Wednesday, February 01, 2017

Record Judge Vacancies Could See Trump Recast Courts

Missouri River Federal Courthouse. (Credit: U.S. Courts) Click to Enlarge.
A broad refusal by Senate Republicans to approve judicial nominees during the last two years of Obama’s second term means Trump could move quickly to fill 114 vacant federal judge positions. U.S. Courts data shows that to be the most vacancies in at least 20 years.

Trump is a foe of environmental regulations who is working quickly to undo rules, programs and agreements backed by President Obama to slow global warming.  By appointing federal judges with similar views, Trump could make it harder for future administrations to secure courtroom approvals for new climate rules for decades to come.

“It’s a very serious problem,” said Glenn Sugameli, an attorney for the nonprofit Defenders of Wildlife who tracks federal judge vacancies and nominations.  “It does create more opportunities for bad judges to get confirmed, for bad decisions to be issued, and for courts to tilt.”
Three quarters of the vacancies are on district courts.  These lower courts do much of the federal judicial system’s grunt work, holding criminal and civil trials, and hearing challenges to the use of federal rules covering everything from greenhouse gas pollution to immigration.

At direct stake for the climate is the balance in how the federal justice system views federal regulations.  While laws and regulations are needed to prevent corporations from wantonly polluting, such rules can reduce personal liberties.

Legal battles over air and water quality and climate pollution tend to boil down to a persistent debate:  The fossil fuel industry promotes personal liberties over regulations, because it can be cheaper to pollute than to abide by anti-pollution rules, while environmental groups support regulations.

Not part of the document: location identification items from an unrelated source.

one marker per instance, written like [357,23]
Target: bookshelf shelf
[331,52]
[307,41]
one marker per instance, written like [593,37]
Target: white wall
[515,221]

Some judges favor strong regulations, while others favor personal liberties.  Supreme Court justices picked by Republican presidents have tended to favor personal liberties while judges chosen by Democrats tend to favor stronger regulations.

The influence of party politics in federal judge appointments continues to escalate.  “Presidents have long appointed judges of their own party,” Columbia Law School professor Michael Gerrard said.  “But the confirmation process wasn't always political.”